The priest said Roseanne was the oldest of 10 children who grew up in a house at Alexandra Place in Derry.

It was a home where, ‘you can imagine there wasn’t a lot of room for luxury or idleness’, Fr. Frazer said.

He took time to praise the resolve of countless Derry women who, like Roseanne, ‘didn’t have it easy’ but ‘seen it through without complaining’.

Although Roseanne’s parents ‘didn’t have a lot’, Fr. Frazer said, they taught their children ‘how to love and to be decent people’ – ‘to believe that God is walking that journey with them’.

Born between two world wars and living in the North of Ireland when partition was relatively new, Roseanne had ‘many difficulties to overcome’.

Her grandparents home at Clonmany acted as a retreat, allowing her to ‘escape’.

When Roseanne’s mother became ill, she took on parenting responsibilities for younger siblings and sacrificed her own dreams, turning down a scholarship at Thornhill.

Mourners heard that the Rosemount woman worked long hours at the Star Factory and was happy receiving her first pay cheque of six Shillings or 30p in today’s currency.

After her mother died, Roseanne took on even more responsibilities.

While out at the Corinthian Ballroom she met the love of her life, Patrick, having been ‘bought by a lemonade’, Fr. Frazer light-heartedly said.

The couple married at Long Tower chapel in 1944 as the Second World War was drawing to a close.

Father Frazer said: “Gold was scarce which explains why the wedding ring was so thin.

“By thinking about the image of the wedding ring you can understand who she was.

“There wasn’t much gold in her wedding ring but plenty in her heart.”

People were welcomed into her home with tea and biscuits.

Family was central to her life and she passed on that love and modesty to her daughters.

In 1987, husband Patrick died which left a ‘gaping hole in her life and heart’.

Once again, she took her place at the head of the family and that is where she remained.

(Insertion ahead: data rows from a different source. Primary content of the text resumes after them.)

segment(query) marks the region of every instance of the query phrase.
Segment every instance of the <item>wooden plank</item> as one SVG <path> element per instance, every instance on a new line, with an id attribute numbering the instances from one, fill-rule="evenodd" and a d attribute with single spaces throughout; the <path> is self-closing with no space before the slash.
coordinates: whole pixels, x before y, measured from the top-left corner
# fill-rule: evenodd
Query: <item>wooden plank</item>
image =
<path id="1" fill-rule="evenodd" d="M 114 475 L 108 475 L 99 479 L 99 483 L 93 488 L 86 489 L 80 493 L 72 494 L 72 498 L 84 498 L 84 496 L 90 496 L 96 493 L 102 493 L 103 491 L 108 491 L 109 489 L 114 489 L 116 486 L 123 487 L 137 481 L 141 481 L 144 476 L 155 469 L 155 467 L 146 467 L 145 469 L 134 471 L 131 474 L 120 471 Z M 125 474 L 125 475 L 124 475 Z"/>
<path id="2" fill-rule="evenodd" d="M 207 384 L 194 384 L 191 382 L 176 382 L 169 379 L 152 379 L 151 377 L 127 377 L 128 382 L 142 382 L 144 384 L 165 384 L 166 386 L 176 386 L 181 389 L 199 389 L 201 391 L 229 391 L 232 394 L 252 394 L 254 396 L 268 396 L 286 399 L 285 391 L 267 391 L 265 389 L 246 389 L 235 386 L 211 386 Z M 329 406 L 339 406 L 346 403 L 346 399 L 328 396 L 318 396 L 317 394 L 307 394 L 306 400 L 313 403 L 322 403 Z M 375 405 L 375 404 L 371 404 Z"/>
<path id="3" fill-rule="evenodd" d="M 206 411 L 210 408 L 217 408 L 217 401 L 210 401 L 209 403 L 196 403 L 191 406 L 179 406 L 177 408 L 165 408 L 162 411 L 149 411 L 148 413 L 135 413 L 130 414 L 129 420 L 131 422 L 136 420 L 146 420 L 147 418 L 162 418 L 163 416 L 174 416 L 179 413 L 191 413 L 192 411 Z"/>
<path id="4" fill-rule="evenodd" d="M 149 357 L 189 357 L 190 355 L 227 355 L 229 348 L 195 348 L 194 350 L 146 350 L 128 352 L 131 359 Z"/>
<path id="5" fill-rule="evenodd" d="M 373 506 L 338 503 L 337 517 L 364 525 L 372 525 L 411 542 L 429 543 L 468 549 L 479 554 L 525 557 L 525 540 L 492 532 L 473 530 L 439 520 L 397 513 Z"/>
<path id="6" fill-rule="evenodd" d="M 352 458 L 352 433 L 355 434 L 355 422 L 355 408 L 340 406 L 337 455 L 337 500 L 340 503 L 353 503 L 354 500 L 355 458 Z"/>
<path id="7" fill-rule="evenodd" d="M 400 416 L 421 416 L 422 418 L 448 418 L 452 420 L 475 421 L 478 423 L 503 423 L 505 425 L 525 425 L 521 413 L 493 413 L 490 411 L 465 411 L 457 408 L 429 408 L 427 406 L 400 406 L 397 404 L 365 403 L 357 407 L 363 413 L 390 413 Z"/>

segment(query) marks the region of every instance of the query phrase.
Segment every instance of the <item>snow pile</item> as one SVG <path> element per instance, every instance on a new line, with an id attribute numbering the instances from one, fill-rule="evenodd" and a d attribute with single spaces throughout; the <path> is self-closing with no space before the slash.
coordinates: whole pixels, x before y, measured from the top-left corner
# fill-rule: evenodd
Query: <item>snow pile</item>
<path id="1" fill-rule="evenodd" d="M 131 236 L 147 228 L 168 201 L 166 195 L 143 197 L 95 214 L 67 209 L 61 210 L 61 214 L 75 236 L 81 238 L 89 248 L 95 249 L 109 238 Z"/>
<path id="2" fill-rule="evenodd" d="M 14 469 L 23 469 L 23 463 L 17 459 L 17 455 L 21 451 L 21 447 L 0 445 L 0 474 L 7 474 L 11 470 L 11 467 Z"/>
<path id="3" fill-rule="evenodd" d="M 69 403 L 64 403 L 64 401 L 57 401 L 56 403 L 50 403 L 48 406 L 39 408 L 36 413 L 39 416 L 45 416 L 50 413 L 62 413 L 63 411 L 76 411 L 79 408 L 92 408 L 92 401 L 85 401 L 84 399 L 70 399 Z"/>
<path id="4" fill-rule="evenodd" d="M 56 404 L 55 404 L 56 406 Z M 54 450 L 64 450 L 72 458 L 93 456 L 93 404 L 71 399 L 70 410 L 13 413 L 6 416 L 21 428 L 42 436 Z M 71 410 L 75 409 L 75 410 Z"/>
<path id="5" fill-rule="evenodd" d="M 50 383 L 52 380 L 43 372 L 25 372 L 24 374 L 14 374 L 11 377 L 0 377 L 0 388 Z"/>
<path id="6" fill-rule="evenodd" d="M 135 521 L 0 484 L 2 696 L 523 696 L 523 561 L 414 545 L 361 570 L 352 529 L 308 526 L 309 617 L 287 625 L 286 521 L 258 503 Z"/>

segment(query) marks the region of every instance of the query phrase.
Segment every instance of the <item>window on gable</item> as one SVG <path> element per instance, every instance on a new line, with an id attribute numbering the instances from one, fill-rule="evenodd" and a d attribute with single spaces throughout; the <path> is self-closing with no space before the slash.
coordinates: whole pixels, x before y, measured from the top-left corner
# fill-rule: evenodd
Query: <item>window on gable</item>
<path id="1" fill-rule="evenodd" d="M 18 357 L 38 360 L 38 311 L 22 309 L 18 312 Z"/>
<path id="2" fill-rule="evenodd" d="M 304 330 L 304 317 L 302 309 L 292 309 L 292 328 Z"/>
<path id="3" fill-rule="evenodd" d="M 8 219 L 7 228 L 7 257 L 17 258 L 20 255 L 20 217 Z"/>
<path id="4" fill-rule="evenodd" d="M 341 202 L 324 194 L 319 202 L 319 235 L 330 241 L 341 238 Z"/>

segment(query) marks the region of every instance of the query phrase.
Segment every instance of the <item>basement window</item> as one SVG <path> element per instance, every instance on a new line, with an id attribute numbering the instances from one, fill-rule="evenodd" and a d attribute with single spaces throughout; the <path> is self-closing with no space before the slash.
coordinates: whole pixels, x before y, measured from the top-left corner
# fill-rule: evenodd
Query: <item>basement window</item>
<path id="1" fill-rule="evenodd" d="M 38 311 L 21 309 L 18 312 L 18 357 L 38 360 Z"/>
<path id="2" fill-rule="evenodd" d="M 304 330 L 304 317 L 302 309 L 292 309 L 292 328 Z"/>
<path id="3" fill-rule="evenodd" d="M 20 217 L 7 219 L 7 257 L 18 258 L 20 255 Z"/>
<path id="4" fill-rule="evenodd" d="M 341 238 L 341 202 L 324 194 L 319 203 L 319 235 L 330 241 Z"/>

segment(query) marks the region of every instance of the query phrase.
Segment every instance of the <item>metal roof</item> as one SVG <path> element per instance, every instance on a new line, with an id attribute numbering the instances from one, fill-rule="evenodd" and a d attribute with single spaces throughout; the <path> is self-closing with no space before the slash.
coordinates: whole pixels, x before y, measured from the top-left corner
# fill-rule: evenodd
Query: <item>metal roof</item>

“There’s still only one Queen of Osborne Street,” Father Frazer said.

Memories, ‘good and bad’ were made on Osborne Street, and the passing of two daughters were ‘devastating blows’.

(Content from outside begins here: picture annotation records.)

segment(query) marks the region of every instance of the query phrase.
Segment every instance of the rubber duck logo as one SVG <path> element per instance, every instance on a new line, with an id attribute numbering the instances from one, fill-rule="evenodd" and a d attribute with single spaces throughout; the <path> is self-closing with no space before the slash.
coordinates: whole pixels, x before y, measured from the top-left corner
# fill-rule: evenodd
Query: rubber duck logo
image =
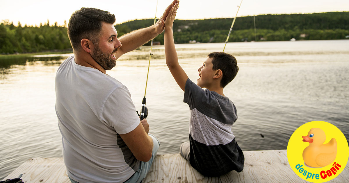
<path id="1" fill-rule="evenodd" d="M 293 132 L 287 145 L 290 168 L 307 182 L 327 182 L 343 171 L 347 174 L 348 158 L 347 138 L 338 128 L 325 121 L 303 124 Z M 295 178 L 294 182 L 302 181 L 292 176 L 295 175 L 289 175 Z"/>
<path id="2" fill-rule="evenodd" d="M 337 155 L 337 141 L 332 138 L 327 144 L 325 132 L 320 128 L 310 129 L 308 135 L 302 136 L 303 142 L 309 143 L 303 151 L 303 160 L 308 166 L 314 168 L 326 166 L 333 162 Z"/>

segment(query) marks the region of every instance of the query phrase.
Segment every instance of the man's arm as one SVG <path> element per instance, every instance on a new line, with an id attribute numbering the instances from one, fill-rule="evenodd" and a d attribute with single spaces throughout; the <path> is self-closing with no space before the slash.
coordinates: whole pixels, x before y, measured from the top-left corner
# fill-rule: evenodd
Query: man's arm
<path id="1" fill-rule="evenodd" d="M 178 8 L 178 3 L 177 3 L 170 11 L 165 22 L 165 55 L 167 67 L 169 67 L 170 71 L 177 84 L 184 91 L 185 82 L 188 77 L 178 62 L 178 57 L 174 46 L 172 31 L 173 22 Z"/>
<path id="2" fill-rule="evenodd" d="M 133 31 L 119 38 L 122 46 L 119 48 L 115 55 L 117 59 L 123 54 L 143 45 L 147 42 L 161 33 L 164 31 L 165 20 L 173 5 L 178 0 L 174 0 L 165 10 L 162 16 L 156 23 L 150 26 Z"/>
<path id="3" fill-rule="evenodd" d="M 151 158 L 153 151 L 153 139 L 148 135 L 149 131 L 149 125 L 144 119 L 133 130 L 119 134 L 136 158 L 144 162 Z"/>

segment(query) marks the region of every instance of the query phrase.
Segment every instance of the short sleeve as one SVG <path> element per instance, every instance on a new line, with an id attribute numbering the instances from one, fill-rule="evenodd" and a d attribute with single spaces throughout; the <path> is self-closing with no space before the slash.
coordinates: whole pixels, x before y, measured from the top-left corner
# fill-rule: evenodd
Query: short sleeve
<path id="1" fill-rule="evenodd" d="M 194 83 L 189 78 L 185 82 L 183 102 L 186 103 L 192 110 L 203 101 L 207 100 L 206 91 Z"/>
<path id="2" fill-rule="evenodd" d="M 128 133 L 139 125 L 139 117 L 126 86 L 120 86 L 107 98 L 102 119 L 120 134 Z"/>

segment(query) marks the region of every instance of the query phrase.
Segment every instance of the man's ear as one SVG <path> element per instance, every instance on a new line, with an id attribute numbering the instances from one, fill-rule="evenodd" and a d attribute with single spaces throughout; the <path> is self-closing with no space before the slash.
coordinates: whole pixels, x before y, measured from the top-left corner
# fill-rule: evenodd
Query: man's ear
<path id="1" fill-rule="evenodd" d="M 214 79 L 217 79 L 221 77 L 223 77 L 223 72 L 221 69 L 218 69 L 216 70 L 215 75 L 213 75 Z"/>
<path id="2" fill-rule="evenodd" d="M 90 40 L 84 38 L 80 41 L 80 44 L 81 45 L 82 49 L 87 53 L 91 53 L 93 49 L 94 45 L 92 41 Z"/>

But through it all Roseanne kept her faith in God.

The way family looked after her was a ‘credit’ to them all, Fr. Frazer added.

One of her gifts, Fr. Frazer said, was drawing the best out of people and that will be the legacy she leaves behind.
Roseanne was the beloved wife of the late Patrick, loving mother of Patricia, Caroline, Lucia and the late Dolores and Maureen.

A darling grandmother, great grandmother and great-great-grandmother.

Beloved mother-in-law of John and Hugh.

And dear sister of Margaret and the late Barney, Kathleen, Patsy, Celine, Maureen, Eileen, Harry and Winifred.